A Python implementation of the method proposed in Leveraging Achromatic Component for Trichromat-Friendly Daltonization, published in J. Imaging, 2025.
Authors of the original paper:
- Dmitry Sidorchuk
- Almir Nurmukhametov
- Paul Maximov
- Valentina Bozhkova
- Anastasia Sarycheva
- Maria Pavlova
- Anna Kazakova
- Maria Gracheva
- Dmitry Nikolaev
The figure below shows the full pipeline of the achromatic contrast-preserving daltonization method. The original image is first transformed using a color vision deficiency simulation. Then, a pixel-wise weight map is optimized to restore local contrast in the achromatic domain, followed by tone mapping to produce the final result.
The following diagram illustrates the proposed daltonization pipeline based on achromatic contrast optimization:
The method enhances local achromatic contrast perceived by color vision deficient observers while preserving the natural appearance for trichromats. The image below illustrates the effect of the proposed method on a sample images.
Images 5 and 9 processed for protanopes and deuteranopes, respectively. In rows: the original image, images derived using the anisotropic daltonization method, images obtained through the method proposed in our study. Displayed in columns: the image and its corresponding simulation.

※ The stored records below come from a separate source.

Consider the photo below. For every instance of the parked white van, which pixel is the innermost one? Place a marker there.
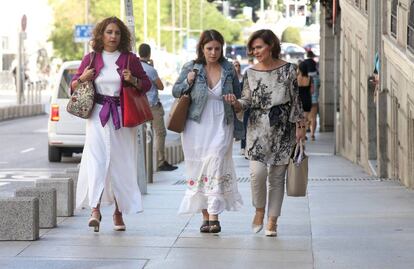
(66, 133)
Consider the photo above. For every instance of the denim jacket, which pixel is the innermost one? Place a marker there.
(199, 93)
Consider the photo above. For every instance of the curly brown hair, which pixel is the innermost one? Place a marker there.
(98, 32)
(207, 36)
(269, 38)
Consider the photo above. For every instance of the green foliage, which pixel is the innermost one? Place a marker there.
(292, 35)
(68, 13)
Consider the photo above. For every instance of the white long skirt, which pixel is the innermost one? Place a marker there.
(207, 146)
(109, 166)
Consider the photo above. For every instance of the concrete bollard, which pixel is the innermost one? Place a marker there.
(64, 194)
(47, 204)
(19, 218)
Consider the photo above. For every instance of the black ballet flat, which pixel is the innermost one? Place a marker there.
(205, 227)
(215, 226)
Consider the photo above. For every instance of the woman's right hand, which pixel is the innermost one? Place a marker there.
(87, 74)
(190, 77)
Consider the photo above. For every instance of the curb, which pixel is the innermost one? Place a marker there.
(20, 111)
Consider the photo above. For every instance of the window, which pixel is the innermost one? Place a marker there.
(64, 88)
(394, 6)
(410, 30)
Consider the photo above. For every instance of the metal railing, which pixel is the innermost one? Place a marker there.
(33, 92)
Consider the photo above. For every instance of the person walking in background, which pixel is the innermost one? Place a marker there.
(207, 139)
(304, 85)
(313, 73)
(250, 63)
(237, 67)
(108, 170)
(156, 107)
(276, 124)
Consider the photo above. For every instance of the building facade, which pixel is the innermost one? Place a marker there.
(375, 124)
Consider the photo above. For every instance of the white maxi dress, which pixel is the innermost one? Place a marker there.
(109, 160)
(207, 146)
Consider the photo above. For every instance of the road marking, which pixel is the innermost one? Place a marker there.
(27, 150)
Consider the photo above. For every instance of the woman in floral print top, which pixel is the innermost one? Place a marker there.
(275, 124)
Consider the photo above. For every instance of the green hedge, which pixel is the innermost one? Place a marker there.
(292, 35)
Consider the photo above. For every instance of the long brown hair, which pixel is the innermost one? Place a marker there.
(98, 32)
(269, 38)
(205, 37)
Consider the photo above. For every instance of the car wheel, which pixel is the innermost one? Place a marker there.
(55, 155)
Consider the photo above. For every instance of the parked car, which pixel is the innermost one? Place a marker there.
(66, 133)
(292, 52)
(236, 51)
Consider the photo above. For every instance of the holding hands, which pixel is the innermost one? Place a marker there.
(87, 74)
(232, 100)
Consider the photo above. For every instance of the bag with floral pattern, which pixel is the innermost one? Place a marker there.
(82, 100)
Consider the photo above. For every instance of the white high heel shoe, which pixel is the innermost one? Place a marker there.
(271, 228)
(259, 216)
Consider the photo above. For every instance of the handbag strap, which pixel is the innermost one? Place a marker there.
(190, 87)
(92, 59)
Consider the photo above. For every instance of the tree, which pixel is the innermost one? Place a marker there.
(68, 13)
(292, 35)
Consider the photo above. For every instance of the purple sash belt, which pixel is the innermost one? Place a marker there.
(110, 107)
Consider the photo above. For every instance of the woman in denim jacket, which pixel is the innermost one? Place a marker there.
(208, 136)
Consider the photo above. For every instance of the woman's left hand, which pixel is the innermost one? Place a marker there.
(128, 76)
(300, 133)
(232, 100)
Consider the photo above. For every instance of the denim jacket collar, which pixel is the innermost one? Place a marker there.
(226, 70)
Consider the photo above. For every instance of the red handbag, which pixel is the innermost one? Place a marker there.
(136, 109)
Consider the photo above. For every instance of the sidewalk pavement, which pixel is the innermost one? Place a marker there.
(348, 220)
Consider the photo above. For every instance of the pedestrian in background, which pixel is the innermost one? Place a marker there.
(108, 169)
(313, 73)
(275, 124)
(237, 67)
(209, 131)
(304, 85)
(156, 107)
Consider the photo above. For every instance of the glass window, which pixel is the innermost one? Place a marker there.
(394, 6)
(410, 32)
(64, 88)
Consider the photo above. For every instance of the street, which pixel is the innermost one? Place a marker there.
(24, 145)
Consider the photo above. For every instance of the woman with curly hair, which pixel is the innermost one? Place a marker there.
(108, 168)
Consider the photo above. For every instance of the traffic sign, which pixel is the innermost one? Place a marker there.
(82, 32)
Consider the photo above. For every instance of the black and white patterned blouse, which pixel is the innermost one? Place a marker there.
(273, 99)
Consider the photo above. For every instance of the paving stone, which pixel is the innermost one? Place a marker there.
(64, 194)
(47, 203)
(19, 218)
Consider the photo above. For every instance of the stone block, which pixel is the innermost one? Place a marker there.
(47, 204)
(69, 173)
(19, 218)
(64, 194)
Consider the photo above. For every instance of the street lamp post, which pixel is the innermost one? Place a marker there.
(159, 23)
(173, 25)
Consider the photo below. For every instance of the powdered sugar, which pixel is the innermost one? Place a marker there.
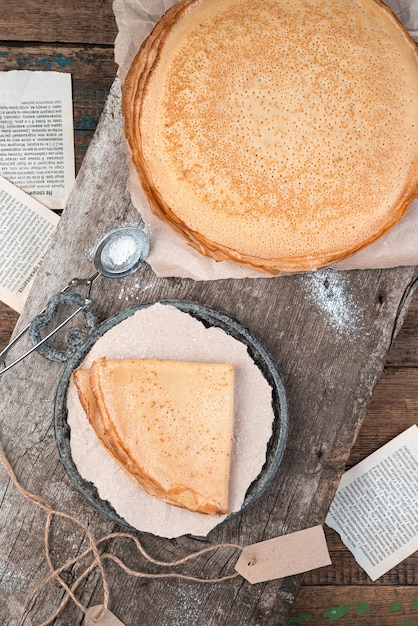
(329, 292)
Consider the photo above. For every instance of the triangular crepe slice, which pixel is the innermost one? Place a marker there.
(173, 420)
(88, 402)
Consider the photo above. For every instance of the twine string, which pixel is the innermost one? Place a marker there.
(99, 559)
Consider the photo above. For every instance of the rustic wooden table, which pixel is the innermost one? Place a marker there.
(328, 332)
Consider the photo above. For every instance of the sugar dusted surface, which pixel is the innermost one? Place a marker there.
(162, 331)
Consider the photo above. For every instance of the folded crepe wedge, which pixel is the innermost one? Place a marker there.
(100, 424)
(169, 425)
(277, 135)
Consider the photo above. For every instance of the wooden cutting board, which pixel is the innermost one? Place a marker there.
(328, 332)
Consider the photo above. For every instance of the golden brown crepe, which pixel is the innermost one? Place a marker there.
(167, 423)
(279, 135)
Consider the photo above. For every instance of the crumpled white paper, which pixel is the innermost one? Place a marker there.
(170, 255)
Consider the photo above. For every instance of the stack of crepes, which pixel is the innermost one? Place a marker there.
(278, 135)
(167, 423)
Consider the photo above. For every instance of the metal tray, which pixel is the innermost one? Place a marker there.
(209, 317)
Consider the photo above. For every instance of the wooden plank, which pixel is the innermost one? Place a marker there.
(355, 605)
(404, 352)
(330, 360)
(62, 22)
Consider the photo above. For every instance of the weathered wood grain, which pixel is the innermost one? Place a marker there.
(330, 363)
(68, 24)
(61, 22)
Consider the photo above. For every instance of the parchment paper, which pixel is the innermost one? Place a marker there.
(170, 255)
(162, 331)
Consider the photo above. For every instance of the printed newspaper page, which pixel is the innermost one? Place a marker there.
(375, 509)
(26, 228)
(36, 134)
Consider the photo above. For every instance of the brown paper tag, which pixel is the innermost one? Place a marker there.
(284, 556)
(108, 619)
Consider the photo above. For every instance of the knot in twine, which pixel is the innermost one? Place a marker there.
(98, 559)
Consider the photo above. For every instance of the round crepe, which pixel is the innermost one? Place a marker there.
(282, 136)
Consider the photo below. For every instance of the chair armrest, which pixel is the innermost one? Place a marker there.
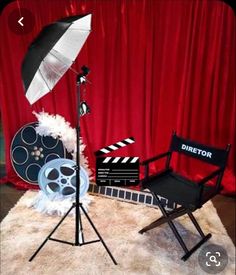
(147, 161)
(210, 176)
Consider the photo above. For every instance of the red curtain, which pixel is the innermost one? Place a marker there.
(157, 65)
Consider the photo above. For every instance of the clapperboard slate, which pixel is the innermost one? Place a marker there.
(117, 171)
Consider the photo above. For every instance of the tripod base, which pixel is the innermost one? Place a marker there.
(78, 241)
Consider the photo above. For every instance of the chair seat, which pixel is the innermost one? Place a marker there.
(176, 189)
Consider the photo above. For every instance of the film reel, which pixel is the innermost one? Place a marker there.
(30, 151)
(58, 177)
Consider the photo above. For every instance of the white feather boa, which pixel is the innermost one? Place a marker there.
(56, 205)
(57, 127)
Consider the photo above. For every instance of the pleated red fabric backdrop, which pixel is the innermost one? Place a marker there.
(157, 66)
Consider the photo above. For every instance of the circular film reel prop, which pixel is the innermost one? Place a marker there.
(30, 151)
(58, 178)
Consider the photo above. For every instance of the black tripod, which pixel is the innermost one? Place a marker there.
(81, 78)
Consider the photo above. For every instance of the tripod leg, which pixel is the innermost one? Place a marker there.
(79, 235)
(99, 236)
(47, 238)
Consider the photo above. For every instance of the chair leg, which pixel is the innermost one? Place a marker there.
(168, 217)
(194, 221)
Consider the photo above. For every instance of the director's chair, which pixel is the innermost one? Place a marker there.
(187, 194)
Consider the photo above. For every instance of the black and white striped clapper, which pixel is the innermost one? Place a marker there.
(117, 171)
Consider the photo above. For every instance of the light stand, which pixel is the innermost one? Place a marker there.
(81, 78)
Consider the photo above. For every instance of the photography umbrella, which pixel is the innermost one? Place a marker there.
(49, 56)
(52, 53)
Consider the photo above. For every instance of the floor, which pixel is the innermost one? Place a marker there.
(225, 205)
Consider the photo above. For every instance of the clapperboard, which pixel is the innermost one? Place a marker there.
(117, 171)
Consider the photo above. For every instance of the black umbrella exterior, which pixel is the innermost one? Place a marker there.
(52, 53)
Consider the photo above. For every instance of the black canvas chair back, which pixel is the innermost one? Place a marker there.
(186, 193)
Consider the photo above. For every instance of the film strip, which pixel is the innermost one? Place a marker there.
(117, 171)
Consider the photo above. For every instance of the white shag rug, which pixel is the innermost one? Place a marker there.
(155, 252)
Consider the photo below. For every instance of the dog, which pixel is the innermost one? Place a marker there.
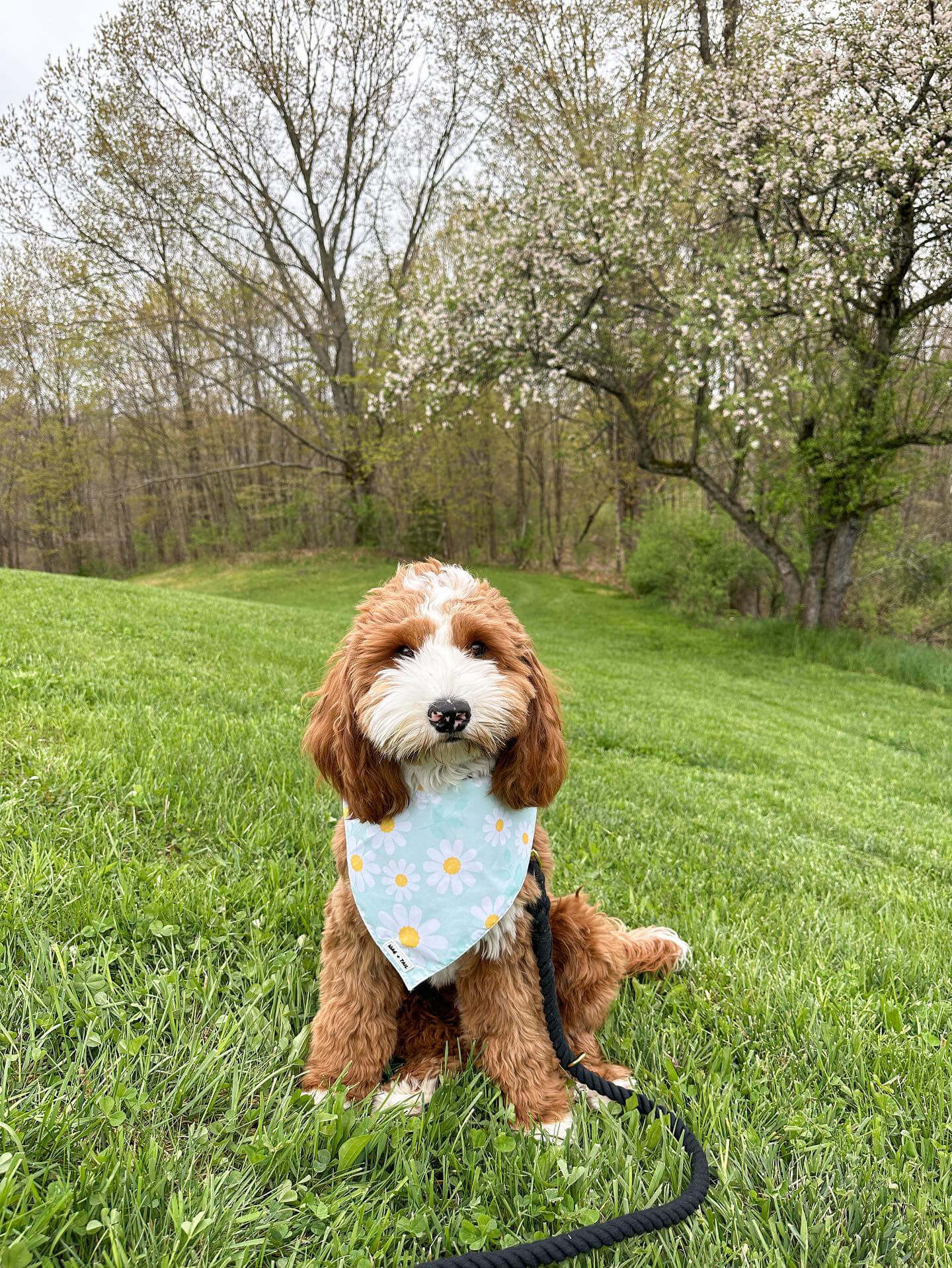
(436, 684)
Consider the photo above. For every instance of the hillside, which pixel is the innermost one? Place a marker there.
(164, 865)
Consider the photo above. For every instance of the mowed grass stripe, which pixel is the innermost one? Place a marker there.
(165, 864)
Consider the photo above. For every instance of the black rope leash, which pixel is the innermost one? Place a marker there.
(592, 1237)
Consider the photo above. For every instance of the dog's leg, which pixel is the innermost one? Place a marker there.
(355, 1030)
(592, 954)
(501, 1015)
(429, 1046)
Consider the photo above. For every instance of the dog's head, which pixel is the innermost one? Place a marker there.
(435, 670)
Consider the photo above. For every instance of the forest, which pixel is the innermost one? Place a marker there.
(658, 290)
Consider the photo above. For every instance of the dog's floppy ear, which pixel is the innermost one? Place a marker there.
(369, 782)
(533, 766)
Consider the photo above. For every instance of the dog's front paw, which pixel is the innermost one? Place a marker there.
(410, 1095)
(321, 1095)
(553, 1132)
(656, 949)
(596, 1101)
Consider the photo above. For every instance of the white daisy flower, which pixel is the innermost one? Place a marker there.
(363, 869)
(388, 835)
(452, 866)
(399, 878)
(496, 829)
(407, 927)
(489, 913)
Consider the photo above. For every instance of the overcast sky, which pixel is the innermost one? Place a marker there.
(37, 30)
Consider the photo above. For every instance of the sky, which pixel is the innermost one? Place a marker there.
(38, 30)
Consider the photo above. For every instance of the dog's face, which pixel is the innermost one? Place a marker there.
(435, 670)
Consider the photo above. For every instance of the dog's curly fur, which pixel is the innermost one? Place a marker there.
(369, 736)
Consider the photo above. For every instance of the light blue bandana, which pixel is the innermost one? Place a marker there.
(432, 882)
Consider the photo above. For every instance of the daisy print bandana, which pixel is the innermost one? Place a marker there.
(434, 880)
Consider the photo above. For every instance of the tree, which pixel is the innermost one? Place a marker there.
(752, 288)
(298, 150)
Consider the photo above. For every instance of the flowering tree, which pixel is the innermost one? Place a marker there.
(753, 288)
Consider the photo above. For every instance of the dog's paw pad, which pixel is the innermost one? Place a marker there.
(407, 1095)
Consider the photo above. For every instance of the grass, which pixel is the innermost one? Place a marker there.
(164, 861)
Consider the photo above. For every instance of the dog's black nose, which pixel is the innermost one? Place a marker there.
(449, 717)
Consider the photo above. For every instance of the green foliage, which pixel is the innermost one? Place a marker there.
(692, 561)
(164, 865)
(425, 528)
(373, 521)
(930, 669)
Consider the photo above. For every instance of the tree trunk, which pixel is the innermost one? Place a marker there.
(829, 576)
(840, 571)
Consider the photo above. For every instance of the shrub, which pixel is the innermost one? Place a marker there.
(694, 561)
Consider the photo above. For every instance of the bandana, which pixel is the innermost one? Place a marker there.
(434, 880)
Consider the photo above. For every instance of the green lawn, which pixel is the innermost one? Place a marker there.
(164, 865)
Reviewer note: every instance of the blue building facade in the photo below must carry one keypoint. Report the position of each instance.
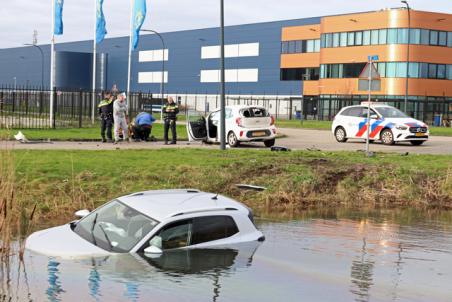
(188, 70)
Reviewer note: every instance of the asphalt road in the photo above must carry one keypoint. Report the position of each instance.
(295, 139)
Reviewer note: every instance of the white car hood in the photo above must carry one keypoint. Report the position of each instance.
(62, 242)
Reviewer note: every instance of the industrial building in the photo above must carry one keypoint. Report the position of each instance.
(307, 65)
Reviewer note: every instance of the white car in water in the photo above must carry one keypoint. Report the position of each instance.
(388, 124)
(243, 124)
(151, 222)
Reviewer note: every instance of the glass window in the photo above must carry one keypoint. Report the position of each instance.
(441, 71)
(442, 38)
(425, 36)
(401, 70)
(310, 46)
(374, 37)
(317, 45)
(359, 38)
(415, 36)
(423, 70)
(392, 36)
(298, 47)
(343, 41)
(381, 67)
(413, 70)
(212, 228)
(336, 40)
(432, 71)
(402, 36)
(366, 37)
(382, 36)
(351, 39)
(291, 47)
(433, 37)
(390, 70)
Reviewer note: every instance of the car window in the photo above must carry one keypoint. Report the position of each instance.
(211, 228)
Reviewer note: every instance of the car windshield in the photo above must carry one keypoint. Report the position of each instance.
(390, 112)
(115, 227)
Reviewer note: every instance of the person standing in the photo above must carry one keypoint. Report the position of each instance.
(105, 110)
(170, 111)
(120, 117)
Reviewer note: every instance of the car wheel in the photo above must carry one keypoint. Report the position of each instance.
(387, 137)
(232, 140)
(269, 143)
(340, 135)
(417, 143)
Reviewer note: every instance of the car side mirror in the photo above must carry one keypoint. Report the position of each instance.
(82, 213)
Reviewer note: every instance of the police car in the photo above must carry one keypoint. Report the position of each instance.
(387, 124)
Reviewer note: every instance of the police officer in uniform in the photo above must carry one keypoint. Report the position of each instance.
(170, 111)
(105, 109)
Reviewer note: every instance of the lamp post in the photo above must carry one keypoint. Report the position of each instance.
(222, 86)
(42, 62)
(162, 84)
(407, 55)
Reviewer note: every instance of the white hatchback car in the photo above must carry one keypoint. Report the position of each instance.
(387, 124)
(149, 223)
(243, 124)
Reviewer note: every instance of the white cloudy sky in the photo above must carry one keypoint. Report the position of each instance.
(18, 18)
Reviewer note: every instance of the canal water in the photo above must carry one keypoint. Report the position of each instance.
(345, 256)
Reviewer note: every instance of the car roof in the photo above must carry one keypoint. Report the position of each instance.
(162, 204)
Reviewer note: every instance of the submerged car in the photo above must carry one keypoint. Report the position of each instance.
(388, 124)
(151, 222)
(243, 124)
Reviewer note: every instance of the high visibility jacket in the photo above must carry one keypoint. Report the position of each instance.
(105, 108)
(170, 111)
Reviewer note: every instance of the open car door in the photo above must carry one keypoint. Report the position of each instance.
(196, 126)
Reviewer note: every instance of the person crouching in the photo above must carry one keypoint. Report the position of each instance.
(120, 117)
(142, 126)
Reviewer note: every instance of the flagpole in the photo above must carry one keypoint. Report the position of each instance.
(93, 105)
(52, 66)
(129, 67)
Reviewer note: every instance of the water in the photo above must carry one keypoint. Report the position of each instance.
(352, 257)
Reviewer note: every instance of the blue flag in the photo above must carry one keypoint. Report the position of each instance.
(101, 30)
(139, 14)
(58, 15)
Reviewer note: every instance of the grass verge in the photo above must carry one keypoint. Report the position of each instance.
(60, 182)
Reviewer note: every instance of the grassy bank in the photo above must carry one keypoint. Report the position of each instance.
(80, 134)
(326, 125)
(61, 181)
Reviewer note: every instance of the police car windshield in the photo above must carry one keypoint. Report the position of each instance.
(389, 112)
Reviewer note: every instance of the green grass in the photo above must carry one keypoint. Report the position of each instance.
(326, 125)
(63, 181)
(81, 134)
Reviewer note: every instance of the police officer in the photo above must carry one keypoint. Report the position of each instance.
(170, 111)
(105, 109)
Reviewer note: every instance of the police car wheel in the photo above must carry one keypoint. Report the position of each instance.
(417, 143)
(387, 137)
(232, 140)
(340, 134)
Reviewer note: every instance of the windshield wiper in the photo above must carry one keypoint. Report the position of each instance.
(106, 236)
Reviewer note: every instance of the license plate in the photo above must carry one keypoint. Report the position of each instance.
(259, 133)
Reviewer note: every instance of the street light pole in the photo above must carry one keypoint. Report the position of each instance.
(407, 55)
(42, 62)
(222, 77)
(162, 84)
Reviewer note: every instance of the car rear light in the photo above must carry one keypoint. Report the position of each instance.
(272, 120)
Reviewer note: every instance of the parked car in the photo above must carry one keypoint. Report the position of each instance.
(243, 124)
(150, 222)
(388, 124)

Figure 8 from the original paper: application of the proposed method to a natural image.
Clone the repository and install with pip:
git clone https://github.com/iitpvisionlab/achromatic-daltonization.git
cd achromatic-daltonization
pip install -e .This implementation uses a JSON configuration file to define input/output paths and optimization settings. An example is shown below:
{
"loss": {
"name": "reduced_problem_optimization",
"pixel_bias": 1,
"sign_guide": "l",
"avg_ma": 0.8,
"eps": 0.015
},
"optimizer": {
"name": "Adam",
"learning_rate": 0.0001
},
"simulation": {
"name": "Vienot",
"cvd_type": "protan"
},
"dataset_path": "path_to_dataset_dir",
"batch_size": 21,
"save_dir": "path_to_save_results",
"epochs": 10000,
"gap": 1e-8,
"cuda": 0
}Example configuration files:
Run the script using:
python -m achro_dalt.run_optimize --config achro_dalt/config.json@Article{jimaging11070225,
AUTHOR = {Sidorchuk, Dmitry and Nurmukhametov, Almir and Maximov, Paul and Bozhkova, Valentina and Sarycheva, Anastasia and Pavlova, Maria and Kazakova, Anna and Gracheva, Maria and Nikolaev, Dmitry},
TITLE = {Leveraging Achromatic Component for Trichromat-Friendly Daltonization},
JOURNAL = {Journal of Imaging},
VOLUME = {11},
YEAR = {2025},
NUMBER = {7},
ARTICLE-NUMBER = {225},
URL = {https://www.mdpi.com/2313-433X/11/7/225},
PubMedID = {40710612},
ISSN = {2313-433X},
DOI = {10.3390/jimaging11070225}
}This project is licensed under the MIT License - see the LICENSE file for details.